3. Outlier_Clip(df, columns)
   Clips extreme values to a predefined threshold in the specified columns, effectively handling outliers.
   Parameters:

    - df: DataFrame — The input data to clip outliers from.
    - columns: list — List of columns in which to clip the outliers.

4. MissingVal_Repl(df, columns, type='mean')
   Replaces missing values in the specified columns using a chosen method.
   Parameters:

    - df: DataFrame — The input data in which missing values will be replaced.
    - columns: list — List of column names where missing values need to be replaced.
    - type: str, default 'mean' — The method used for replacement ('mean', 'median', or mode)

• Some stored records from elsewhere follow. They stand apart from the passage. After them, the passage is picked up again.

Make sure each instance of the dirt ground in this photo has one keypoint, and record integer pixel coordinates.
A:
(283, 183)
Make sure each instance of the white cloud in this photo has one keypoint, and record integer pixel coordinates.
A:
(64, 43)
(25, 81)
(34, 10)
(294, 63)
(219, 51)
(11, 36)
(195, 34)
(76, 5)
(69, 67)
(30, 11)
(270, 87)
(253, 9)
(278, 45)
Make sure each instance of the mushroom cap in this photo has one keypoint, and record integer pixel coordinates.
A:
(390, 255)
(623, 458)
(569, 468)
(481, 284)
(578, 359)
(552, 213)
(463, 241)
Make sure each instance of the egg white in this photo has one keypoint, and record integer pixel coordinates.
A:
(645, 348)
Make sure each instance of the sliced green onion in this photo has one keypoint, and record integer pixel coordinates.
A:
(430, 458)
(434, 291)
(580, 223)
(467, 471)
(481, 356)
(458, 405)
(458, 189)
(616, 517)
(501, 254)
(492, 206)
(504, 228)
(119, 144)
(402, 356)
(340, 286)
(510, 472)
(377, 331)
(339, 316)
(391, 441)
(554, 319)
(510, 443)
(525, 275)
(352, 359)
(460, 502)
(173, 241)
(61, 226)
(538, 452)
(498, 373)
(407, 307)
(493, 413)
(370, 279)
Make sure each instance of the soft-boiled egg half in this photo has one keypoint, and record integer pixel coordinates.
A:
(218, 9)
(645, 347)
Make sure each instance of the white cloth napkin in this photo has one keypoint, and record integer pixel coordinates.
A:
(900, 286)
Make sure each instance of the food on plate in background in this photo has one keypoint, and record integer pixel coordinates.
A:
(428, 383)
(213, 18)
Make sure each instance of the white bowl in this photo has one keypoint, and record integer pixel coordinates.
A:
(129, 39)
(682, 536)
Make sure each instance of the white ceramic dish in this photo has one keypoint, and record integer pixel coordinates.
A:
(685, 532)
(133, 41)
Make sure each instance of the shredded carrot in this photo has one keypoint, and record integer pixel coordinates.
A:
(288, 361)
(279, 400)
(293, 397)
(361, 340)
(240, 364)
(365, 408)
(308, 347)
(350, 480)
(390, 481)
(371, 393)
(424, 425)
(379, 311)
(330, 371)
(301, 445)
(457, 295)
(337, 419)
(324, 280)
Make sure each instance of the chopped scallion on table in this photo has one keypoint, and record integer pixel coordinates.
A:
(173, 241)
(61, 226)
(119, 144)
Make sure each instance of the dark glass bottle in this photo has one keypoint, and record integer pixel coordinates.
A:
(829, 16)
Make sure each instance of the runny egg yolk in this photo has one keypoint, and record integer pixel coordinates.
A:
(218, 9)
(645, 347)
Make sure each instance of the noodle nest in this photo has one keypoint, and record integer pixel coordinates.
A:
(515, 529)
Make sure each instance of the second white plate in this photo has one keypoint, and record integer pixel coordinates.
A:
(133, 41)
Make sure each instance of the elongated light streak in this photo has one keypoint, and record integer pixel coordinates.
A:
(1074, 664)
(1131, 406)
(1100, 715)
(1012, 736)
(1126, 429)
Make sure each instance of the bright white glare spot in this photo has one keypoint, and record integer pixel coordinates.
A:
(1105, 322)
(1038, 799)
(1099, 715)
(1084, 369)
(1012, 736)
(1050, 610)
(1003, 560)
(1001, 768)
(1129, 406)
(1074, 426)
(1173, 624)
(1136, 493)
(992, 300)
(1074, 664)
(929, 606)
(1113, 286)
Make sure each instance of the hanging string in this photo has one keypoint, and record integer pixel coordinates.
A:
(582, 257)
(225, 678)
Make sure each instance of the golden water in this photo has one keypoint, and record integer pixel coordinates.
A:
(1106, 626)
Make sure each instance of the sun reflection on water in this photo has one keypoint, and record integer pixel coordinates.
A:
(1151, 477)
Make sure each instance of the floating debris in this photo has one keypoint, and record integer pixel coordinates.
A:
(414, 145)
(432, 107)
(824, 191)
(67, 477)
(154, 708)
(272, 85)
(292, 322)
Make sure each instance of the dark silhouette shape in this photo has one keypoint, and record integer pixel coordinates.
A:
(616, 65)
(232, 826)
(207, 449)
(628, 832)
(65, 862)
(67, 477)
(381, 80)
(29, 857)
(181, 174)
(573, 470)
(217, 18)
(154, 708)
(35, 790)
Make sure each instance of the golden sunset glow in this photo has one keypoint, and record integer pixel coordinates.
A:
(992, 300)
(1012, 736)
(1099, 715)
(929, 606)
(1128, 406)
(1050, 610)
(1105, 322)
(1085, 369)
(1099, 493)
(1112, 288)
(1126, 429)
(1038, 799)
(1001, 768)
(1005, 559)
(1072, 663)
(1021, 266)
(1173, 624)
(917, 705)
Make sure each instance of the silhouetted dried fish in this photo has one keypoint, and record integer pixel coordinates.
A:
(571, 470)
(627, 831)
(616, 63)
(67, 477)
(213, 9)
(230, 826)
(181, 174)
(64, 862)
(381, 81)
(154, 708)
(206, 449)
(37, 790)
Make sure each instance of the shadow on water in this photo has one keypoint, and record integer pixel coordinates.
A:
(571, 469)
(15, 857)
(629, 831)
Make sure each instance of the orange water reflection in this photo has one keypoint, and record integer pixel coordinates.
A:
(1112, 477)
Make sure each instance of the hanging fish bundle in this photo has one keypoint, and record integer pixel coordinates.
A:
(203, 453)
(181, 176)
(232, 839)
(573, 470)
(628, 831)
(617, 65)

5. MissingVal_Imputer(df,columns,strategy='mean')
   The MissingVal_Imputer function is designed to handle missing values in specified columns of a pandas DataFrame using different imputation strategies. It replaces missing values (NaN) with appropriate values based on the chosen strategy.
   Parameters:

    - df (pandas.DataFrame): The input DataFrame where missing values need to be imputed.
    - columns (list): A list of column names where missing value imputation is to be applied.
    - strategy (str, default='mean'):The strategy for imputing missing values. Supported values:
      'mean': Replaces missing values with the mean of the column.
      'median': Replaces missing values with the median of the column.
      'mode': Replaces missing values with the most frequent value in the column (converted to 'most_frequent' internally).

6. MissingVal_Fillna(df)
   Identifies and returns all rows in the DataFrame that contain missing values with mean for numeric columns and mode (with index[0]) for object.
   Parameters:

    - df: DataFrame — The input data to check for missing values.

#### VERSION 1.3

7. outlierColumns(df)
   Returns a list of columns that contain outliers based on IQR.
   Parameters:

    - df: DataFrame — The input data to check for outliers.

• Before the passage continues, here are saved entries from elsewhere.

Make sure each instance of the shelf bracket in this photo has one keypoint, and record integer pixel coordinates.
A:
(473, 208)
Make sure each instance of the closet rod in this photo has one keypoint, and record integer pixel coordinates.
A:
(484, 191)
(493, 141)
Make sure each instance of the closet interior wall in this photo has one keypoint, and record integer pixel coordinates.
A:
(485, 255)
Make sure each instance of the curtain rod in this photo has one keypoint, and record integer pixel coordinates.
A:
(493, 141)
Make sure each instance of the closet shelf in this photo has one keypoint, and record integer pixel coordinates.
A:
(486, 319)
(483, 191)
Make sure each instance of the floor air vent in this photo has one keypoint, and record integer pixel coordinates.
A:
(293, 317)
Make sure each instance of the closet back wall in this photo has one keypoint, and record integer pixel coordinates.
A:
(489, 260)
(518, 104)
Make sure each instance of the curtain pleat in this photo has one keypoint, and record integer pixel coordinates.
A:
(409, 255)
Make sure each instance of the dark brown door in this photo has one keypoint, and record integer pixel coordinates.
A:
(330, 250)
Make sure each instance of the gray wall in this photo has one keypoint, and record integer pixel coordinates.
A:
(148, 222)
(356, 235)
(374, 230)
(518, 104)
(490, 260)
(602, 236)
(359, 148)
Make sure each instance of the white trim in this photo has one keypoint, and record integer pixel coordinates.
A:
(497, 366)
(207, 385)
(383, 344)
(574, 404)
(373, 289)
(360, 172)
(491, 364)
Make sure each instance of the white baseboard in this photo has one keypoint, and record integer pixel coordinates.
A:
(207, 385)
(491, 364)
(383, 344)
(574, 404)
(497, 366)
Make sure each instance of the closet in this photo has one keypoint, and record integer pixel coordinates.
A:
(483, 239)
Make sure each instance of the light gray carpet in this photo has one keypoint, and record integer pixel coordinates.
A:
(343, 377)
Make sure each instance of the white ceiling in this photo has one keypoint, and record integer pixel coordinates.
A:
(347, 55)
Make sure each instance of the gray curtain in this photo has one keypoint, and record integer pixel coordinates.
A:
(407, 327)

8. outlierCount(df, columns)
   Counts the number of outliers in the specified columns.
   Parameters:

    - df: DataFrame — The input data to count outliers in.
    - columns: list — List of columns to check for outliers.

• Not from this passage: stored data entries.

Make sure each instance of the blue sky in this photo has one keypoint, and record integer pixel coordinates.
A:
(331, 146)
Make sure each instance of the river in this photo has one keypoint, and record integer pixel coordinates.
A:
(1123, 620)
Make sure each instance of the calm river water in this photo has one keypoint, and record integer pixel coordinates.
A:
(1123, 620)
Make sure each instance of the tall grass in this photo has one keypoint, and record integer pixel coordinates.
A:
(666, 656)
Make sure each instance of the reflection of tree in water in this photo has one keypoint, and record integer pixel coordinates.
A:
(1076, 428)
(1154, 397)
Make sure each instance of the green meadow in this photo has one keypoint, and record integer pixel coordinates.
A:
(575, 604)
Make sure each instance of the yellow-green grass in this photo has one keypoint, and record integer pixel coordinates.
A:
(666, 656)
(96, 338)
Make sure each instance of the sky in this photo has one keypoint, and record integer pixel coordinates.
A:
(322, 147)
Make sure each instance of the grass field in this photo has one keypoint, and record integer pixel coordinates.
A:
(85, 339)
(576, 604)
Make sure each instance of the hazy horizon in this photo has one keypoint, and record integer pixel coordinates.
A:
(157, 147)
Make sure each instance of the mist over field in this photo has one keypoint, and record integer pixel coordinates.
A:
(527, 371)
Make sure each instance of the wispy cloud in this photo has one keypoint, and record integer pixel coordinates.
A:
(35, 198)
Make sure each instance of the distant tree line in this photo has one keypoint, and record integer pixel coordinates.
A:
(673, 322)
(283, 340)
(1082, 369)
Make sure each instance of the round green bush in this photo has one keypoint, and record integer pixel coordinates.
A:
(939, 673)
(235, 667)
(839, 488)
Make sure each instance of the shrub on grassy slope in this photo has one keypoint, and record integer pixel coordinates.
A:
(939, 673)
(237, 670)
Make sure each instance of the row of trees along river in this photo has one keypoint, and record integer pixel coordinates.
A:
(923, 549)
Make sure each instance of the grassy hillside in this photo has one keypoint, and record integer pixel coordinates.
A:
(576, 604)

9. highFrequency(df, perc=0.5)
   Identifies and returns columns where more than the given percentage (default 70%) of values are identical, typically used to detect low-variance or high-frequency columns.
   Parameters:
    - df: DataFrame — The input data to identify high-frequency columns.
    - perc: float, default 0.5 — The percentage threshold for identifying high-frequency columns.

#### VERSION 1.4

10. Encoding(df, method='label')
    Encodes categorical columns into numeric labels for compatibility with machine learning algorithms.
    Parameters:

    -   df: A Pandas DataFrame containing the dataset.
    -   method: 'label' for label encoding OR 'onehot' for OneHotEncoding

11. Scaler(df, method='minmax')
    Scales numerical data for better performance during machine learning model training.
    Parameters:

    -   df: A Pandas DataFrame containing numeric data.
    -   method: Specifies the scaling technique to use. Options are:
        'minmax' (default): Rescales data to a range of 0 to 1.
        'standard': Standardizes data to have a mean of 0 and a standard deviation of 1.
        'robust': Scales data using the median and interquartile range, making it robust to outliers.

#### VERSION 1.5

General code fixes

#### VERSION 1.6

12. outlierDecider(df, columns, output='list')
    The outlierDecider function helps identify columns in a DataFrame that either have low variance (where the Interquartile Range [IQR] is zero) or potential outliers (based on the IQR rule). The function supports two modes of output:

    list Mode: Returns and prints two separate lists:
    LowVar: Columns with low variance (IQR = 0).
    Repl: Columns where outliers may need to be addressed (IQR > 0).

    summary Mode: Prints a detailed summary for each column, indicating whether it has low variance or requires outlier replacement.

    Parameters:
    df: A pandas DataFrame containing the data to analyze.
    columns: A list of column names to evaluate for low variance or outliers.
    output: A string specifying the mode of operation ('list' or 'summary').
    'list': Generates two lists (LowVar and Repl) and prints them.
    'summary': Prints a simple summary for each column.